If upload fails with `File already exists`, bump patch version and retry.

## Disclaimer

Yahoo!, Yahoo Finance, and related marks are owned by Yahoo, Inc. Review
Yahoo's terms before using this package or any data it returns:

- Yahoo Terms of Service:
  https://legal.yahoo.com/us/en/yahoo/terms/otos/index.html
- Yahoo Finance Community terms:
  https://legal.yahoo.com/us/en/yahoo/terms/product-atos/finance/index.html
- Yahoo Developer API Terms:
  https://legal.yahoo.com/us/en/yahoo/terms/product-atos/apiforydn/index.html
- Yahoo permissions guidance:
  https://legal.yahoo.com/us/en/yahoo/permissions/requests/index.html

These links are provided for reference and may change. Users should
independently verify current terms.

**No warranty of legality.** The developers make no representation or warranty
that operation of this tool is lawful in any jurisdiction. The tool is provided
"as is" without warranty of any kind, including warranties of legality,
accuracy, completeness, availability, or fitness for any purpose. Use is
entirely at your own risk.

**No warranty of accuracy.** News metadata returned by this tool may be
incomplete, delayed, or inaccurate. Do not use it as the basis for financial,
investment, or trading decisions.

**No legal advice.** Nothing in this project — including its source code,
documentation, and legal notices — constitutes legal advice. Users should
consult qualified legal counsel in their jurisdiction before using this tool or
relying on data obtained through it.

**Jurisdictional variation.** The legality of web scraping, automated data
collection, and data reuse varies significantly across jurisdictions. Conduct
that is permissible in one country may be prohibited, or even criminal, in
another.

**Indemnification.** To the maximum extent permitted by applicable law, users
agree to hold harmless and indemnify the developers and contributors of this
project from any claims, damages, liabilities, or expenses arising from the
user's use of this tool or data obtained through it.

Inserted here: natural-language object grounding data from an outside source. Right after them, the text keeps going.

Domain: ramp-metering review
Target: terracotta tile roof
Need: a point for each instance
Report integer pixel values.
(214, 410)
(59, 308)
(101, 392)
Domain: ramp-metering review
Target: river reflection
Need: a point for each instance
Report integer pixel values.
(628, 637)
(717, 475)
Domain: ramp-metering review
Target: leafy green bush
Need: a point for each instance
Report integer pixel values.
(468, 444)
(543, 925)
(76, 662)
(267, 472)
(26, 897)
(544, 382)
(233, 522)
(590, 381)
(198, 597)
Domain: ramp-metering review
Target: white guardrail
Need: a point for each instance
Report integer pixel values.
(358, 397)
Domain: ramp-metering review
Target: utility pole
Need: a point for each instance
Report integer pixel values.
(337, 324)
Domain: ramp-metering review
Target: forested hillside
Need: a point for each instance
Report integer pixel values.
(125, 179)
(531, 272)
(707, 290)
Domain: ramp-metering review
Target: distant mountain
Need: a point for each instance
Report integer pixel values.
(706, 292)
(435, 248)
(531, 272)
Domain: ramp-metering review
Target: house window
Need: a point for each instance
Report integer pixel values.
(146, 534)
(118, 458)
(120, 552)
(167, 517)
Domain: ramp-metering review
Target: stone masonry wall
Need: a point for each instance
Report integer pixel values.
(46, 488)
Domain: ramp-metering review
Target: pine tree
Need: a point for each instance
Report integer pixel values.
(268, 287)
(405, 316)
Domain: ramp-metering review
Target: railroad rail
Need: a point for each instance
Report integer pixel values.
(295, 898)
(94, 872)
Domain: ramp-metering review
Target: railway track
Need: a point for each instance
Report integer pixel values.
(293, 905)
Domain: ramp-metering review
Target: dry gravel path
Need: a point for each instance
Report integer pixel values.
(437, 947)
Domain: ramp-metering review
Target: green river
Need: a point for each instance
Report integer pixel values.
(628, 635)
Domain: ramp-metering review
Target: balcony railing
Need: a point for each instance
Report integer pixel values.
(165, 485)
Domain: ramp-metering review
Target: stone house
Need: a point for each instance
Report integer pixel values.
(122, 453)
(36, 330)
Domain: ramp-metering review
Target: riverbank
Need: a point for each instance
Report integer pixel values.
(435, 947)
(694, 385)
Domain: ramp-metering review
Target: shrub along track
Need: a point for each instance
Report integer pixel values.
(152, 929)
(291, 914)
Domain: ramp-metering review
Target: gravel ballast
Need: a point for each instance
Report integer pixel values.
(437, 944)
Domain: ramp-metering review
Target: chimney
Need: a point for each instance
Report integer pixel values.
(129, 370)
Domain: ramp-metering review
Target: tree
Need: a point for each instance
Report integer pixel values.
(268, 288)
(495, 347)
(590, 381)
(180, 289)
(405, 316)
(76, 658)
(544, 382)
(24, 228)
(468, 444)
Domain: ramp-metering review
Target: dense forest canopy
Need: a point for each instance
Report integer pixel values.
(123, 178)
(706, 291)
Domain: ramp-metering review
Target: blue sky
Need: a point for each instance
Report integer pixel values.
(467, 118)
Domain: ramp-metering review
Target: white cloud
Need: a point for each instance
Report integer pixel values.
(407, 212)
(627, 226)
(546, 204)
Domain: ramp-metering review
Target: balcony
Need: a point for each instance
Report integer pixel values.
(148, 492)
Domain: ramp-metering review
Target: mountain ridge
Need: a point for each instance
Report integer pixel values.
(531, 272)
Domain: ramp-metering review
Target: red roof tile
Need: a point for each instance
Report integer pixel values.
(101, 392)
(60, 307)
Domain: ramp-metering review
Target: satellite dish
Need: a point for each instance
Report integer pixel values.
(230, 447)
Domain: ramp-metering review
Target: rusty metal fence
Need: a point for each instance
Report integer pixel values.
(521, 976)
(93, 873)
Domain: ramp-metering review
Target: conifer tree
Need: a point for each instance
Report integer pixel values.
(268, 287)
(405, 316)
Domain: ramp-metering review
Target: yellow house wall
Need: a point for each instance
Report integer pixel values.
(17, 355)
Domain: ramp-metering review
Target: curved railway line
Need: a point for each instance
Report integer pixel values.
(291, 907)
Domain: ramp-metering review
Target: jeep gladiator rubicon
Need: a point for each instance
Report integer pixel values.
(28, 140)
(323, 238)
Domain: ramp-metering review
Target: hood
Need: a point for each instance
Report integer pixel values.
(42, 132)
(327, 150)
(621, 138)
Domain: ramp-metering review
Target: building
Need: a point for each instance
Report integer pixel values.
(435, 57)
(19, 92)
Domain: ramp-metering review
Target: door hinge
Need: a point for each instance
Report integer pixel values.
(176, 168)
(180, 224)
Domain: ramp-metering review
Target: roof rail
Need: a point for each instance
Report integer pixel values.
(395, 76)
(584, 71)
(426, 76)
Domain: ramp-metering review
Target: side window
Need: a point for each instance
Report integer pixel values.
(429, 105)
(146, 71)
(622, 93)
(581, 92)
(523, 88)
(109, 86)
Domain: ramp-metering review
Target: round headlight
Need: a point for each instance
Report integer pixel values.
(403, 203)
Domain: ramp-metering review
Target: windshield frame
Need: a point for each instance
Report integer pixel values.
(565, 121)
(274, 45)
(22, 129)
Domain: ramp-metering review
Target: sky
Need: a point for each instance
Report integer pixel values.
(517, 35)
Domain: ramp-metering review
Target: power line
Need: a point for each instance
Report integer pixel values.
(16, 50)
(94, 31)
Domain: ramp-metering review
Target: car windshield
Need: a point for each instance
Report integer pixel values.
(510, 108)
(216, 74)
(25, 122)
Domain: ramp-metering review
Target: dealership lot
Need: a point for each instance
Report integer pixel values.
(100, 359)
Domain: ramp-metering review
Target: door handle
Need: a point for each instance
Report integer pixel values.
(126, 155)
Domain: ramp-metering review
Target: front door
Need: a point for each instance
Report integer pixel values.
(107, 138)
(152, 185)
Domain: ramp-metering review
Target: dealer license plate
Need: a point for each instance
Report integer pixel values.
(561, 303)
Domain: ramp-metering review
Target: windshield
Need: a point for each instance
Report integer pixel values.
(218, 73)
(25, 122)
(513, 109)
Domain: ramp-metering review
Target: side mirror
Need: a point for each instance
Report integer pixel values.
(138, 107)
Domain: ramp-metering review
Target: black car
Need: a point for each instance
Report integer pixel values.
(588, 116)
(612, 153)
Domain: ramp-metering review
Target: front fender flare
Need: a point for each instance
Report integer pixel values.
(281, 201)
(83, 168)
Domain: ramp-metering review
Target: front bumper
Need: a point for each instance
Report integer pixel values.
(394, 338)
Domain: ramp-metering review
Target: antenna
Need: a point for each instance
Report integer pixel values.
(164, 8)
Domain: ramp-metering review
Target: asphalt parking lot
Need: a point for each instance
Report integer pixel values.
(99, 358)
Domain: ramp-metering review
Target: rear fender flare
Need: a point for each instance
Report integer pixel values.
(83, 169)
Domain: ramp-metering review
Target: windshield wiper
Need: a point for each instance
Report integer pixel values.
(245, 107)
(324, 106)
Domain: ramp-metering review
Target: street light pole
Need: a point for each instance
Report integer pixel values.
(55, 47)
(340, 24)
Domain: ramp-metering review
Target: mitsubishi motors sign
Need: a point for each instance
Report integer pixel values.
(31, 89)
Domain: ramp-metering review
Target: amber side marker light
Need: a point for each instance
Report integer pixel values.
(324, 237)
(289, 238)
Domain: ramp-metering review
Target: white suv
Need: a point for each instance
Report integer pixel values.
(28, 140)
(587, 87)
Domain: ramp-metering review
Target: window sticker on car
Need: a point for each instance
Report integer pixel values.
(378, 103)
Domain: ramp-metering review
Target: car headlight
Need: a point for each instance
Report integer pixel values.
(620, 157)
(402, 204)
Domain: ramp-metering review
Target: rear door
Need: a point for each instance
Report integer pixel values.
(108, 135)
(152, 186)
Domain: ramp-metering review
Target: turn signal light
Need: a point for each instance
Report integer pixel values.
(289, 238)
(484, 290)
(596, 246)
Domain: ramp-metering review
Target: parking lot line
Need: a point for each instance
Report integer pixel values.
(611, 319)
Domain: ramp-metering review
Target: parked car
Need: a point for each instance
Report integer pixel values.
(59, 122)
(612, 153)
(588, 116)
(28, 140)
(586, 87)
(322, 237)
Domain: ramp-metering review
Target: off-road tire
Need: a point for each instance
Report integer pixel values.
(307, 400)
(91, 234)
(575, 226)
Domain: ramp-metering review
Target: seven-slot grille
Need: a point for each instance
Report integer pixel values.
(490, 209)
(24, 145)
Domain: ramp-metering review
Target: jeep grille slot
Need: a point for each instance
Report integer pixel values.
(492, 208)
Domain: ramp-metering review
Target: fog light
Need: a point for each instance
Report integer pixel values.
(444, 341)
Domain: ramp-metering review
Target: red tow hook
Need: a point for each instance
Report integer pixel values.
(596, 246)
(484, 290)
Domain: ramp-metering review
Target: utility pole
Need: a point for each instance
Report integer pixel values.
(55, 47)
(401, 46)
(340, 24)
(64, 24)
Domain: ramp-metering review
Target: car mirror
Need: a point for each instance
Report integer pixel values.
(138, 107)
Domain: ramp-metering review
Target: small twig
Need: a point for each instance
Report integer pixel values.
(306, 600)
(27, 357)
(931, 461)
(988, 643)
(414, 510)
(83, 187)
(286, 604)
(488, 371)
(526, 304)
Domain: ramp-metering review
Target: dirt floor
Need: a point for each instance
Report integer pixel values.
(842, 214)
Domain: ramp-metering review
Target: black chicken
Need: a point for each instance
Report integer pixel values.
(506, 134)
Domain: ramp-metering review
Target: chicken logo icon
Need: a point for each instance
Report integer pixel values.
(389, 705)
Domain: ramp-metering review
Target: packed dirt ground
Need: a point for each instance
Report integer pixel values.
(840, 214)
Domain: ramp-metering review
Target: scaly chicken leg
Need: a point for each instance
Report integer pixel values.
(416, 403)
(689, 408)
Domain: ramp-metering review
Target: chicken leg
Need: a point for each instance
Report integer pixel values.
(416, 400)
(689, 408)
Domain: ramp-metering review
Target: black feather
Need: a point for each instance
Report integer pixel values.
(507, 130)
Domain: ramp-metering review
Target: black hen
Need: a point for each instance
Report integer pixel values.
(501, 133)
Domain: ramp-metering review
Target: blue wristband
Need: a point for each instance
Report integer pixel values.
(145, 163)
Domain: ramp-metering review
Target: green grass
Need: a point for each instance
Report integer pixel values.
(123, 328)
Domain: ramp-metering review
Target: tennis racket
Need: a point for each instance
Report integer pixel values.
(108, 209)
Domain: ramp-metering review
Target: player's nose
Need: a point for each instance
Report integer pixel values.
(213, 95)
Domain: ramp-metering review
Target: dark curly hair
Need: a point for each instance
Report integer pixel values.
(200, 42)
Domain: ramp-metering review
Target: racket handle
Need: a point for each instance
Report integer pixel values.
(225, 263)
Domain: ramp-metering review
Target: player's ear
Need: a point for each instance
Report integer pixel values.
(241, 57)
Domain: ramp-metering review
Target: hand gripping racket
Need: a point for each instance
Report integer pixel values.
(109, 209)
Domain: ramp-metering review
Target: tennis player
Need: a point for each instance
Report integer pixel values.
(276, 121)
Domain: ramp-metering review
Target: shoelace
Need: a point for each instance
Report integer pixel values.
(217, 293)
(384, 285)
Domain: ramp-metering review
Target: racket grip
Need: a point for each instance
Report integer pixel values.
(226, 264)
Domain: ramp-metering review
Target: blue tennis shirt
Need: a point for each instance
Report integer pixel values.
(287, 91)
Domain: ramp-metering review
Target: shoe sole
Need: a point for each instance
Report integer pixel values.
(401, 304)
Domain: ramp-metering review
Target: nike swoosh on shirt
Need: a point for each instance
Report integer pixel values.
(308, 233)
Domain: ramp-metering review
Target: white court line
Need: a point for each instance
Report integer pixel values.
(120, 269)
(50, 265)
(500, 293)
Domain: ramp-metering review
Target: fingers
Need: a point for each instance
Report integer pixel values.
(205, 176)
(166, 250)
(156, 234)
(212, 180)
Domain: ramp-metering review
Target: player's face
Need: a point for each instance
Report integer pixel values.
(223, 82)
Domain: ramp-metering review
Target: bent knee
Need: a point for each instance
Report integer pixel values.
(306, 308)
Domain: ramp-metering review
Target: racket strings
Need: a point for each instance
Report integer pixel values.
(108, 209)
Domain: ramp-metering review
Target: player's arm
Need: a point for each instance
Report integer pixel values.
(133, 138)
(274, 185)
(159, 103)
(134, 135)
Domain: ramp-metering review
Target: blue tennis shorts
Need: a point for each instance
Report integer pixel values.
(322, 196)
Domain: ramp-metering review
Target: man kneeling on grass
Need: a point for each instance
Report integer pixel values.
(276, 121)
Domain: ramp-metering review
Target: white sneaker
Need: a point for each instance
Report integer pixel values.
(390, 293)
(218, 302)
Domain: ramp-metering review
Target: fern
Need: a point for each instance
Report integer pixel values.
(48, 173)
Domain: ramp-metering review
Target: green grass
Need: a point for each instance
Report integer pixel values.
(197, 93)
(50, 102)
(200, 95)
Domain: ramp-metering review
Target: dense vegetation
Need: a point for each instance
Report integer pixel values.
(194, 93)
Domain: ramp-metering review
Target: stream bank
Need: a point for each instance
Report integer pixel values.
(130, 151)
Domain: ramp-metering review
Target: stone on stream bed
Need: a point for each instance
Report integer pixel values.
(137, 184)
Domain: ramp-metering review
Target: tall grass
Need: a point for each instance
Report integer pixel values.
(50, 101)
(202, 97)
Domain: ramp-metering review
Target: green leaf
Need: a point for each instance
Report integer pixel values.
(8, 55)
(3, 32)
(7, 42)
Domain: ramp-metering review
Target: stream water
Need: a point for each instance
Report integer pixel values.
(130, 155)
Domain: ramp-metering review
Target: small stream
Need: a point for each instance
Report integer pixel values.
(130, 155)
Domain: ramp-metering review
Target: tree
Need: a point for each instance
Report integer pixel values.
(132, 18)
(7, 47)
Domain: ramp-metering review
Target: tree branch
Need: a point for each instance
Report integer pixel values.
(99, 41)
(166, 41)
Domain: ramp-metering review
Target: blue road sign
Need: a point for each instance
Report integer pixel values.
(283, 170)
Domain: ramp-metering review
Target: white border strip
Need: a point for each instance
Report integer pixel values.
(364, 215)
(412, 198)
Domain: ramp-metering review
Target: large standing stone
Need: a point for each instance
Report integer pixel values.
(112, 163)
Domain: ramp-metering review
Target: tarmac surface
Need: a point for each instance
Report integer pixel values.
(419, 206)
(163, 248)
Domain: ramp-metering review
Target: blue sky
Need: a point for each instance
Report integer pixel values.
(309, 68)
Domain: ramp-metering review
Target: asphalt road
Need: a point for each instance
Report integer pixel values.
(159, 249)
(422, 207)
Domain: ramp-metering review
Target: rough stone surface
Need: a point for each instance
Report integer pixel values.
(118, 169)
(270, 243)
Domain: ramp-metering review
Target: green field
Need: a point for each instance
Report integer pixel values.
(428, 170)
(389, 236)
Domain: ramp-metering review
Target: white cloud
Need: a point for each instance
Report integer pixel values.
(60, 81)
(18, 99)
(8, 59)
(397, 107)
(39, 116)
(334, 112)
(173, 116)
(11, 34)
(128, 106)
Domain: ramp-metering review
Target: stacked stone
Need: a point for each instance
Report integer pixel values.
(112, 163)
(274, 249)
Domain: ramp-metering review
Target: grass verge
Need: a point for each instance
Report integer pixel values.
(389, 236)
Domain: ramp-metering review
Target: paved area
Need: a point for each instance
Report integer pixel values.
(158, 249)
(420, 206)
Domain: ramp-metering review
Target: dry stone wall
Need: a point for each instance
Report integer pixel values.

In jurisdictions where
blanket indemnification clauses in gratuitous transactions are unenforceable
(including under German Schenkungsrecht, BGB Section 516 et seq.), this clause
applies only to the extent permitted by mandatory law.

By using SimpleYNews, you accept these terms and agree to comply with all
applicable laws and the terms of any third-party services accessed through it.
SimpleYNews is not legal advice and must not be presented as an approved or
authorized Yahoo integration.

## License

Apache License 2.0. See [LICENSE](LICENSE).